Many nations knew about the calculated, deliberate extermination of the Jews but remained shamefully silent and indifferent. And Hitler had many collaborators and willing servants in Germany and in Europe.

Despite all our hopes and aspirations, the memory of humankind is short. The world today sees acts of genocide in Syria, in Sudan, in the Congo, in Nigeria, in Myanmar, and does very little to stop the atrocities, closing its eyes to these inconvenient, uncomfortable horrors. Globally, anti-Semitism is growing at an unbelievable rate, the worst since World War II.

Over the last year, there’s been a terrible increase in the incidence of violence and murder of Jews, the most recent in the Kosher supermarket in Paris.
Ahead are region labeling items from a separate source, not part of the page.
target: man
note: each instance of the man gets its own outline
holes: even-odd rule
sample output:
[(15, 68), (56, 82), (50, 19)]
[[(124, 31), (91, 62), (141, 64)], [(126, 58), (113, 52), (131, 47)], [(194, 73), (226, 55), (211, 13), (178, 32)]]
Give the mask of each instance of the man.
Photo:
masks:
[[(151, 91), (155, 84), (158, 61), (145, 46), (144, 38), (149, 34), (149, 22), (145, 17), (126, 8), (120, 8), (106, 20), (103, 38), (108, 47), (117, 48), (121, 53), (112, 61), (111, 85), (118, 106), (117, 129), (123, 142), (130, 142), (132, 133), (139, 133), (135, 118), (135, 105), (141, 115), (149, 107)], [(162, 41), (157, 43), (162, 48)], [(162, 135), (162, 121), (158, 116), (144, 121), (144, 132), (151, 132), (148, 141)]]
Physical and verbal assaults, firebombing of synagogues and anti-Semitic graffiti are becoming unacceptably common.

Some Jews are afraid to wear clothes that will identify them as Jews, even here at home.

This should remind us that the shadow of anti-Semitism continues to darken our skies.

Auschwitz carries the harrowing universal truth that a civilised, scientifically developed society is capable of shocking savagery, oppression, and slaughter. And since such states can succumb to barbaric acts and instincts, it’s our duty to be alert to any ideology that breeds irrational hatred, and to fight this evil wherever it lurks.

The sobering lesson of Auschwitz and the Holocaust is that each individual has a role to play in ensuring that bigotry, fanaticism, discrimination, and intolerance never take root in our country and poison our hearts.

It also means that all free nations must unite in the battle against terrorism and tyranny that threatens us all.

When you see anyone victimised on the basis of race, ethnic origin, sexual orientation, faith, political persuasion, age or social and economic status, speak up and confront this bias.

Erasing prejudice begins with teaching our children to respect, value and appreciate all people, regardless of where they came from or what their surname is.

Teach them to stop judging, categorising and labelling people. Holocaust education is essential if we want to end, or at least reduce, anti-Semitism and all forms of racism.

I urge all schools to take their students to a Holocaust museum so they can hear survivors share their personal stories of grief and loss, but also triumph.

As George Santayana said: “Those who cannot remember the past are condemned to repeat it”. Future generations must be more tolerant than those who preceded them to ensure that “Never Again” is not an empty promise.